Blocking cellular pathway delays or prevents onset of diabetes in mice
Type 1 diabetes begins when beta cells in the pancreas die off, meaning a patient can no longer produce enough insulin. Scientists have now identified a cellular pathway that can contribute to the death of these cells, and found that blocking it in mice and human cells keeps the beta cells alive for longer, delaying or preventing the onset of diabetes.

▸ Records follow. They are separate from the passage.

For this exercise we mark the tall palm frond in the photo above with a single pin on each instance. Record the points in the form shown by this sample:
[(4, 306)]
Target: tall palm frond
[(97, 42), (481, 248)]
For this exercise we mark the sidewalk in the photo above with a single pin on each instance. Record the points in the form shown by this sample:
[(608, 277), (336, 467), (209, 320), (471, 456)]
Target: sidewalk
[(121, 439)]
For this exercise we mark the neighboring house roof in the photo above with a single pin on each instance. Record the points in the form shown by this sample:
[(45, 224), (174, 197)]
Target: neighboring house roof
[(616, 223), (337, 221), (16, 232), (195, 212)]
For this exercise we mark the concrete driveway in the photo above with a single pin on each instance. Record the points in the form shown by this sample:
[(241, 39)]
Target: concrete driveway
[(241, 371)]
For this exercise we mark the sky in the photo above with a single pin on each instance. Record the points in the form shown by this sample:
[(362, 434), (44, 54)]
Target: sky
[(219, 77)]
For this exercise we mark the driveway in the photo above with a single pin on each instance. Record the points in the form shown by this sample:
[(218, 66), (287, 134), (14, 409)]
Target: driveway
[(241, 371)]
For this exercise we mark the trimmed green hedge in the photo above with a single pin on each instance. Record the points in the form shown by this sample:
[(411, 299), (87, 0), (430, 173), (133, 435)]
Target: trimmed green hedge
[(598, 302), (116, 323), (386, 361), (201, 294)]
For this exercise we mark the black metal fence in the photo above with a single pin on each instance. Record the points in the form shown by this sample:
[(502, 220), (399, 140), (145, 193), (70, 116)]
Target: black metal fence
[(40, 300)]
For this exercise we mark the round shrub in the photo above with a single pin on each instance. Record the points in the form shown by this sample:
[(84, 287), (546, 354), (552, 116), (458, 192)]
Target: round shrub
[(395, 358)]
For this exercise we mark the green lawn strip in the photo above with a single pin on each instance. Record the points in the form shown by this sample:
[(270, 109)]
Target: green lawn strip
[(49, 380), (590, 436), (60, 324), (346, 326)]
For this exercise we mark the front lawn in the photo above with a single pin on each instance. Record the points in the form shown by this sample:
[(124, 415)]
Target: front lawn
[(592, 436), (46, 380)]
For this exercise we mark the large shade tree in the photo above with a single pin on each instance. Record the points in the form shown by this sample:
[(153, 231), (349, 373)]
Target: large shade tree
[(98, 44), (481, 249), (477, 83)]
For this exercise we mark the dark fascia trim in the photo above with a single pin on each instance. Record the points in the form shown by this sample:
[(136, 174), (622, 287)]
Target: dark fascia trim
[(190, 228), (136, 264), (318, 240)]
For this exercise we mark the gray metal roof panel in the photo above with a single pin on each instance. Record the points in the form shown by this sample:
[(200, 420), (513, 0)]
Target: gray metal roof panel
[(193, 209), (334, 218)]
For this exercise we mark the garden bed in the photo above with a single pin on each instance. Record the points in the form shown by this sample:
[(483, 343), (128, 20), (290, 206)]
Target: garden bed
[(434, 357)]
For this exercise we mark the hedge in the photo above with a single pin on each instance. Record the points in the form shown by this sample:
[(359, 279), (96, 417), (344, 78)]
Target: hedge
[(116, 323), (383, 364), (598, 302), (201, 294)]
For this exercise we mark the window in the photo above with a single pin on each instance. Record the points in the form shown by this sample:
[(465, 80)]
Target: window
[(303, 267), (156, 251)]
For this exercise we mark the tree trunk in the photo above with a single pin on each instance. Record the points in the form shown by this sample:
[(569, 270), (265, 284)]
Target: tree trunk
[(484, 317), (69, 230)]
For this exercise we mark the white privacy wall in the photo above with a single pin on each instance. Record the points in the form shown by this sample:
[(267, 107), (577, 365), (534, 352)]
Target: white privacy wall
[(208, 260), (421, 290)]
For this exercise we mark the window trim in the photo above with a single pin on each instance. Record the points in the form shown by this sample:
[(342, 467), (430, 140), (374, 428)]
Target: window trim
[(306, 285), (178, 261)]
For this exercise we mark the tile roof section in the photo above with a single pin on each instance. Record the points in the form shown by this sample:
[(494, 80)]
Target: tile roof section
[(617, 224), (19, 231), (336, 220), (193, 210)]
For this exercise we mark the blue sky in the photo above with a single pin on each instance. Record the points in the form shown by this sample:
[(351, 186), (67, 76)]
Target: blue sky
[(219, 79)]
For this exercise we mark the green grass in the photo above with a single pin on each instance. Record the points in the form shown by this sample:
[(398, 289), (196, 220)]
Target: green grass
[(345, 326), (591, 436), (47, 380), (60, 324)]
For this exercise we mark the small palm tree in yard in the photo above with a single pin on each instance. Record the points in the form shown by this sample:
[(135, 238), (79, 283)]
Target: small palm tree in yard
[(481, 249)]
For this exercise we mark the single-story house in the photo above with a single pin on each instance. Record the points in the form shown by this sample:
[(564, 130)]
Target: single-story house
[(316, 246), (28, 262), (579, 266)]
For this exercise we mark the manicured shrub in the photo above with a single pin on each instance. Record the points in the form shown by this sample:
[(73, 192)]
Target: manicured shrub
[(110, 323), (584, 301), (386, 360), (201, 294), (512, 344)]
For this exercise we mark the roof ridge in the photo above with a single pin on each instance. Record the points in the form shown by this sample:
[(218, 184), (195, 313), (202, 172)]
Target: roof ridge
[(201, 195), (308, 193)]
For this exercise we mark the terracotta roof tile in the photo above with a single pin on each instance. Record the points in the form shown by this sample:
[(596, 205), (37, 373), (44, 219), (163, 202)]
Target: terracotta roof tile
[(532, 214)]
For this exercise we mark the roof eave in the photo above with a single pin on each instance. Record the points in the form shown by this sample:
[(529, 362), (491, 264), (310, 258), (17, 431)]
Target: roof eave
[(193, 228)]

Unlike type 2 diabetes, type 1 can’t be prevented by lifestyle changes. It’s usually triggered when the immune system mistakenly begins attacking insulin-producing cells in the pancreas, which then reduces the levels of that hormone in the patient’s blood. That in turn affects their ability to regulate blood sugar, requiring regular insulin shots to manage the condition.
In the new study, researchers from Boston Children’s Hospital and the Unviersity of Milan identified a cellular pathway that may play a role as well. The team found that when a protein called IGFBP3 binds to a receptor called TMEM219 on beta cells, it triggers a cell death process.
"We believe this might be a natural mechanism to keep the beta cell population under control," said Paolo Fiorina, co-lead author of the study. "We think that in disease, IGFBP3 production may be increased, so there is a loss of beta cells.”
Sure enough, the researchers detected higher levels of IGFBP3 in the blood of people with both type 1 and type 2 diabetes than in nondiabetic people. Levels were also elevated in people at risk for developing the disease.
With this pathway in their sights, the researchers then explored whether blocking it could prevent beta cells from dying. In tests in mouse models of diabetes, the team tried three different methods – blocking the IGFBP3 protein, editing beta cells to delete the gene for the TMEM219 receptor, or using a recombinant protein based on part of the receptor.
In all of these test groups, the team found that more beta cells survived, resulting in increased insulin production and effectively a delay or even prevention of diabetes developing.
Follow-up studies investigated whether this pathway might play a similar role in humans. The team examined pancreatic islets – the part of the organ containing beta cells – from human cadavers. Exposure to IGFBP3 induced higher rates of beta cell death, while blocking the pathway protected the cells and allowed them to continue producing insulin.
The team says this finding could potentially lead to new methods for treating or preventing type 1 diabetes. The first in-human tests of antibody treatments that target this pathway could begin in September this year.
The research was published in the journal Nature Communications.